Lui come molti altri studenti pratesi scesero allora per le strade del centro per manifestare. Quasi tutti, salvo alcuni ragazzini di prima o di seconda che si erano intrufolati solo per fare “forca” a scuola e per fare un po’ di “casino”, erano convinti delle loro giuste richieste. Dicevano, vociando slogan e agitando dei cartelli, di volere un sistema scolastico meno ingessato, più stimolante, più democratico. Ma in quel vociare c’era un di più; la maggior parte dei ragazzi non ne era perfettamente consapevole, tuttavia sentivano che il mondo stava andando da qualche altra parte, nuova e promettente.

Un giorno Fiorello che in quel momento, singolarmente, stava tenendo il lapis dietro l’orecchio e la gomma per cancellare in mano, ne stava giusto parlando con il suo compagno di banco, quando entrò il Fiaschi con dei fogli in mano. Il titolare era una persona curiosa che si inseriva volentieri nelle pieghe delle discussioni. Aveva fatto a tempo a captare qualcosa sull’argomento: – icché Fiorello... icché fa i’ tu figliolo, le manifestazioni?... oh che è un vagabondo anche lui? – disse con un sorrisino sarcastico, ma poi proseguì con un fare più serio: – Io credo a parte gli scherzi che tutti torti un gli abbiano... c’è tante cose che l’anderebbano cambiate in questa società.  ... sì va bene però, se trascura la scuola un va bene per nulla. – aggiunse subito il dispositore intimamente un po’ sollevato dal fatto che il Fiaschi avesse detto in quel modo.

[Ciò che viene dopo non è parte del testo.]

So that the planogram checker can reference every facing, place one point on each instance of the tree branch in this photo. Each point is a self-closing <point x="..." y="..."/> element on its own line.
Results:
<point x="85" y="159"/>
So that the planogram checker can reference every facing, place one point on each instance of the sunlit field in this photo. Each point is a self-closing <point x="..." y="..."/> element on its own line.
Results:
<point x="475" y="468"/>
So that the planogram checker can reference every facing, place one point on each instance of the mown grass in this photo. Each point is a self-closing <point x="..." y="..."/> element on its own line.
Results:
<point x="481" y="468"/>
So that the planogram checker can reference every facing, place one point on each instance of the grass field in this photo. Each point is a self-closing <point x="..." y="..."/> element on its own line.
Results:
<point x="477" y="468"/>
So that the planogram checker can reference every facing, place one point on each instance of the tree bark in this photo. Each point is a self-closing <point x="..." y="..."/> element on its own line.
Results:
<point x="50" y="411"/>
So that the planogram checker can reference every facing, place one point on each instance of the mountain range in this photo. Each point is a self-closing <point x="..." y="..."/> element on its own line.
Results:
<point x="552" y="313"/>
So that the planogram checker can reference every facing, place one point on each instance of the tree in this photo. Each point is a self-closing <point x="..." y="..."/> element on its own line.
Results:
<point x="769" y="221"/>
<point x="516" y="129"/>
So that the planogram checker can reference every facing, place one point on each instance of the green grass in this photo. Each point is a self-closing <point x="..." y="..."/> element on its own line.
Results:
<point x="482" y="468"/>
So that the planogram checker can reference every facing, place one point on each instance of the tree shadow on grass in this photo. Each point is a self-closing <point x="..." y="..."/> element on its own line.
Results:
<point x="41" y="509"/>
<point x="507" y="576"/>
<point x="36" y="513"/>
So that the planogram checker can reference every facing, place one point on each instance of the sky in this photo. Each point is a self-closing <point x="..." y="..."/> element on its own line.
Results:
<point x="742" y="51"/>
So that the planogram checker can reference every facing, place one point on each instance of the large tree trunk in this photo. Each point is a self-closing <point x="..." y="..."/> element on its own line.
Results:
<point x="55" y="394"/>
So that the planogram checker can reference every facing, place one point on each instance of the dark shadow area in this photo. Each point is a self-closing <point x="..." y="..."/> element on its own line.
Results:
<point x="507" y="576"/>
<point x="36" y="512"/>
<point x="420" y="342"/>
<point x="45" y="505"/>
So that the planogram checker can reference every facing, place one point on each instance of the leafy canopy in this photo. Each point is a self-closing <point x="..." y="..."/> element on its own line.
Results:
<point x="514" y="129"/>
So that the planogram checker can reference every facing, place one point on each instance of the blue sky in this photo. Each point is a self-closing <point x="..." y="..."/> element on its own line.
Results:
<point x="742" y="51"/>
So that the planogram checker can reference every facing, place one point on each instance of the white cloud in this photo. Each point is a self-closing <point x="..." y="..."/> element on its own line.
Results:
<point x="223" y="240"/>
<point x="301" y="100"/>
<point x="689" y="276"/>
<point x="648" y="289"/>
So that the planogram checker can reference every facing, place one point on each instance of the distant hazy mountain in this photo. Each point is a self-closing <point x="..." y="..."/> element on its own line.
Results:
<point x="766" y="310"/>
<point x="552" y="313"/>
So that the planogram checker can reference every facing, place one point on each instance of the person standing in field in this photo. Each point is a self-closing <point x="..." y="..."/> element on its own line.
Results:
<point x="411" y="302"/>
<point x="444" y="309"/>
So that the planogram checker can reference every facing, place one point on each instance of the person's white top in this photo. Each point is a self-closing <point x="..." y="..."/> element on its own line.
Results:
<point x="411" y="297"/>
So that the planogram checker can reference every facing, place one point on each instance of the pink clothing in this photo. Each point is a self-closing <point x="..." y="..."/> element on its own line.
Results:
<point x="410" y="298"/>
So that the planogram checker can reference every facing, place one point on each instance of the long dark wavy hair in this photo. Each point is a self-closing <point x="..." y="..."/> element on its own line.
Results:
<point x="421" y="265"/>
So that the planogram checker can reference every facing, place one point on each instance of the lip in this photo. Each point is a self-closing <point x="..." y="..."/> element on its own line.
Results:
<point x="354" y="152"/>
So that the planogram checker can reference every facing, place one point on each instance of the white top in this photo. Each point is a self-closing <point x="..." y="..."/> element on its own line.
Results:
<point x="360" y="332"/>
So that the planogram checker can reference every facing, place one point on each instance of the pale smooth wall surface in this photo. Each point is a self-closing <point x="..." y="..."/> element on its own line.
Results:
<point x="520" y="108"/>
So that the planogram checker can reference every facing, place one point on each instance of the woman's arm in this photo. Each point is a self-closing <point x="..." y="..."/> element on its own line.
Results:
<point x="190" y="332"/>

Dopotutto stimava quel suo ragazzo e anche se lui stesso lo “riprendeva” qualche volta in casa, non avrebbe avuto piacere che lo denigrasse qualcun’altro altro, specialmente il “gran capo”.

– ... e poi lo sai icché... – ribattè il titolare andandosene ma indugiando sulla porta: – ... lo sai icché gli ci vorrebbe a i’ tu’ figliolo per sviallo un po’... eh?... – si girò per vedere se c’era qualcuno vicino, non per riguardarsene ma piuttosto per abitudine, e poi concluse: – ... a i’ tu’ figliolo gli ci vorrebbe un po’ di fica. –

Uscendo riducchiò beffardo, contento di aver concluso con una delle sue battute preferite.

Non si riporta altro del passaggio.